The Hospital League-SEIU 1199 Employment, Training and Job
Security Program (ETJSP) is one of the largest and oldest
sector-based labor-management partnerships in the nation,
covering more than 300 employers and 85,000 health care workers
in the New York City region.
History
The Employment, Training and Job Security Program traces
its origins back 30 years. During that period, the National
Health and Human Service Employees Union, SEIU 1199 in New
York City, negotiated the creation of three interlocking funds
with the Hospital League of New York, an association of 50
private non-profit hospitals, nursing homes, mental and health
care facilities. The joint Training and Upgrading Fund was
formally created in 1969 to upgrade the skills of health care
workers. The Job Security Fund began in 1992 to assist laid-off
members with training and placement services, as well as health
and unemployment benefits. The Planning and Placement Fund
was negotiated in 1994 to create the Employment Center. The
center serves as a primary source of referrals for employers
and placements for workers and has a research component to
track industry trends so fund participants can be well prepared.

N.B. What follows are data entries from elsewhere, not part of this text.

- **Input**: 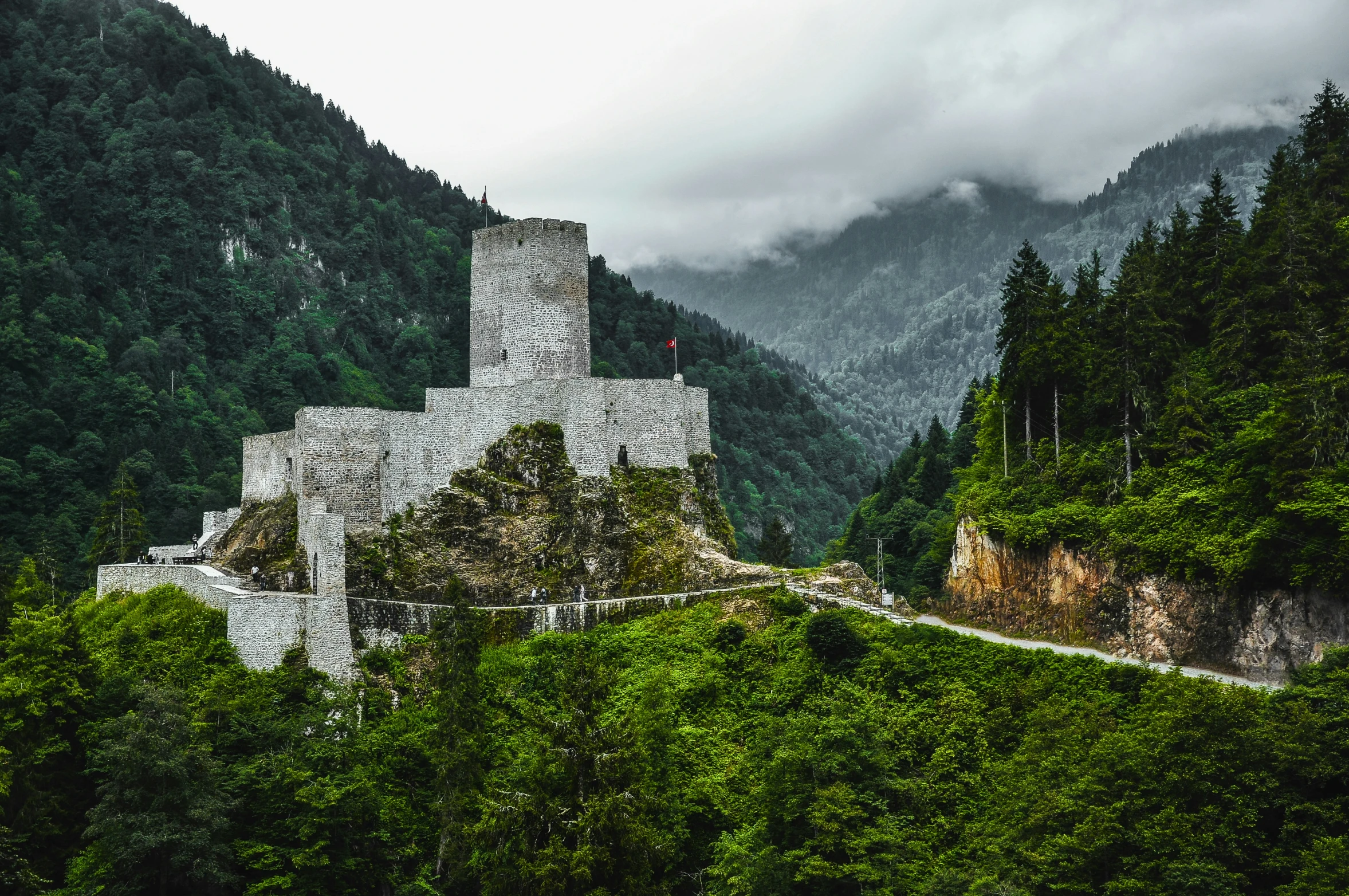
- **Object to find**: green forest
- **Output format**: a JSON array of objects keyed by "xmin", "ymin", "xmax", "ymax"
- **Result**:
[
  {"xmin": 0, "ymin": 575, "xmax": 1349, "ymax": 896},
  {"xmin": 954, "ymin": 82, "xmax": 1349, "ymax": 594},
  {"xmin": 0, "ymin": 0, "xmax": 874, "ymax": 591}
]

These union-driven programs currently serve more than 300
employers and 85,000 New York area health care workers. The
union is seeking to extend these benefits to additional members
through collective bargaining
Goals
- Prepare laid-off union members so that they can return
to the industry;
- Recruit qualified applicants for all bargaining unit positions
through a centralized service;
- Provide effective and supportive counseling, education,
training and financial programs that are customized to the
needs of members and contributing employers;
- Strengthen the relationship of members to the union and
the institutions that employ them;
- Identify changing employment and work requirements in
the industry.
Activities
A 1998 merger with Local 144 incorporated similar RN programs
into the ETJSP. Today the ETJSP offers a full range of services:
- Training and Upgrading participants can acquire skills,
ranging from basic literacy and GED to college degrees.
They can acquire specialized occupational skills, earn certifications,
attend conferences, obtain continuing education credits,
take classes or receive tuition reimbursement.

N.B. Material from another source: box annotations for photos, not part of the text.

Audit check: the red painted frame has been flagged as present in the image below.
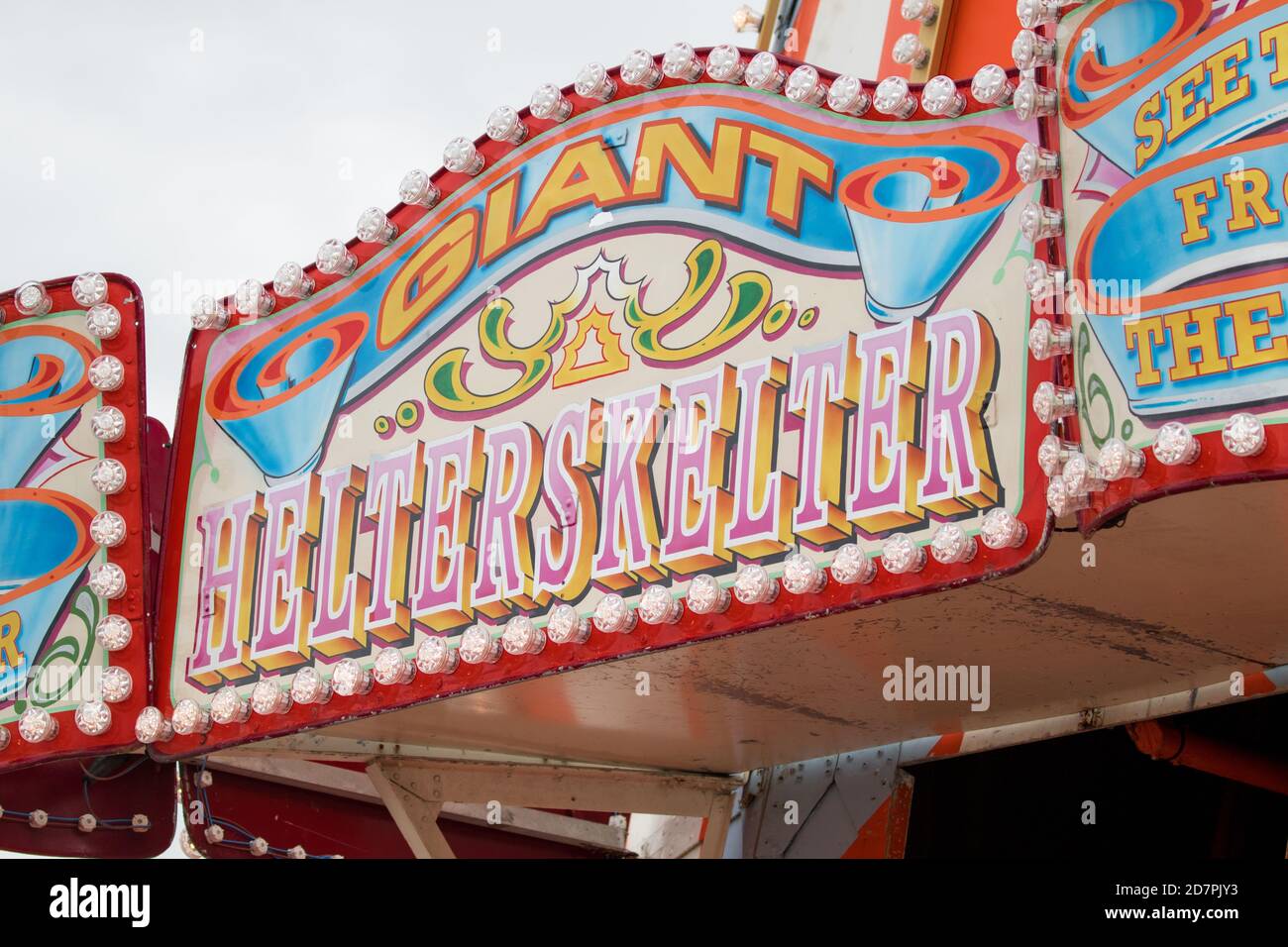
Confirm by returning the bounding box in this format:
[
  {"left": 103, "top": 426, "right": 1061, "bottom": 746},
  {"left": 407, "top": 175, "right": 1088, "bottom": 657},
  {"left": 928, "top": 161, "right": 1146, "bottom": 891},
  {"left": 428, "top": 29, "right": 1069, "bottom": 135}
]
[
  {"left": 0, "top": 273, "right": 154, "bottom": 772},
  {"left": 1043, "top": 4, "right": 1288, "bottom": 536},
  {"left": 149, "top": 49, "right": 1055, "bottom": 760}
]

- The Job Security Fund offers counseling, skill assessment,
training, placement and up to two years of health and supplemental
unemployment benefits while in training or awaiting placement.

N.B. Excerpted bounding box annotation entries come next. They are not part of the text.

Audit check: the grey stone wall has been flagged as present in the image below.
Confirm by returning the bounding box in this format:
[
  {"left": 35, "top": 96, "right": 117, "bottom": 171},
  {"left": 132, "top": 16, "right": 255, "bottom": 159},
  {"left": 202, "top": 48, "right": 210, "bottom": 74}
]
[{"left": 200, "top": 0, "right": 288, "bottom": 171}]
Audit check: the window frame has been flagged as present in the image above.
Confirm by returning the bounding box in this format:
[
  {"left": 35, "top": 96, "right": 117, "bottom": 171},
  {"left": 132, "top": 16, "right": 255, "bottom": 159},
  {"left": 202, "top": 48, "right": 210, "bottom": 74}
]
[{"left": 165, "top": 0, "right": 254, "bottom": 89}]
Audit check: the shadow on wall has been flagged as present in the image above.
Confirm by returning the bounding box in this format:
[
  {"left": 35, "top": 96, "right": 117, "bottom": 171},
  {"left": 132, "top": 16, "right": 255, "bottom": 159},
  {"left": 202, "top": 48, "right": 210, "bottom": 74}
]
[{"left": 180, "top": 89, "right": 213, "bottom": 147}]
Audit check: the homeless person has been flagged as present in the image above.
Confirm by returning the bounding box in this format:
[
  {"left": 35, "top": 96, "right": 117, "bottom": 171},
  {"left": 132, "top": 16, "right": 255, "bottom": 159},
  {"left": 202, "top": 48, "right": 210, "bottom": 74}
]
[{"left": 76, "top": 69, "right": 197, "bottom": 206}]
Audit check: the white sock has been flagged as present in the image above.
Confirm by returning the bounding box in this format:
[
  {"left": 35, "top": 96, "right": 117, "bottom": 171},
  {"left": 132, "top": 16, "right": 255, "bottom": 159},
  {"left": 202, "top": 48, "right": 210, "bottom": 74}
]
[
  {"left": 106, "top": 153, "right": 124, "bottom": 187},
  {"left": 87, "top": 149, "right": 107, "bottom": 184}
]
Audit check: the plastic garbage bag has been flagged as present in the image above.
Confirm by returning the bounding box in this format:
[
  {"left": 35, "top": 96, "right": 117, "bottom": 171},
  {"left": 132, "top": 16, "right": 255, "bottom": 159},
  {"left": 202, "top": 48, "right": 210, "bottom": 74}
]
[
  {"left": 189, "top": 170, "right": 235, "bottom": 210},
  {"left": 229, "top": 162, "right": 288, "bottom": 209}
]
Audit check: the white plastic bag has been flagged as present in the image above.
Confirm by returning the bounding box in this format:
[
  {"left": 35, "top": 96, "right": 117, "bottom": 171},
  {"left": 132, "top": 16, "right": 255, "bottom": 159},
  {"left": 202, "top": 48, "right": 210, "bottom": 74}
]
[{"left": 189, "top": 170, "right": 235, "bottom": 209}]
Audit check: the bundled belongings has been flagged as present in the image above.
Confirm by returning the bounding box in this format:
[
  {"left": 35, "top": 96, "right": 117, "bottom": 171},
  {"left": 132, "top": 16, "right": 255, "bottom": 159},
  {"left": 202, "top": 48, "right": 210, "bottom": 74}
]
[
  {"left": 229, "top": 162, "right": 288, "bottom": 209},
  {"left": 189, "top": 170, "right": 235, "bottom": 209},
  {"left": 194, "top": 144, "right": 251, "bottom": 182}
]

- The Planning and Placement Fund helps place individuals
in industry jobs. It also tracks industry trends, technology
and job skill changes to assist members, employers and the
ETJSP.
- A Labor-Management Project facilitates joint activity
to improve operations, patient care and employee job satisfaction.
Results
- With ETJSP generating more than $20 million annually by
1999, the partnership is recognized as one of the largest
health care staff training institutions in the nation. Additional
public investments total in the tens of millions.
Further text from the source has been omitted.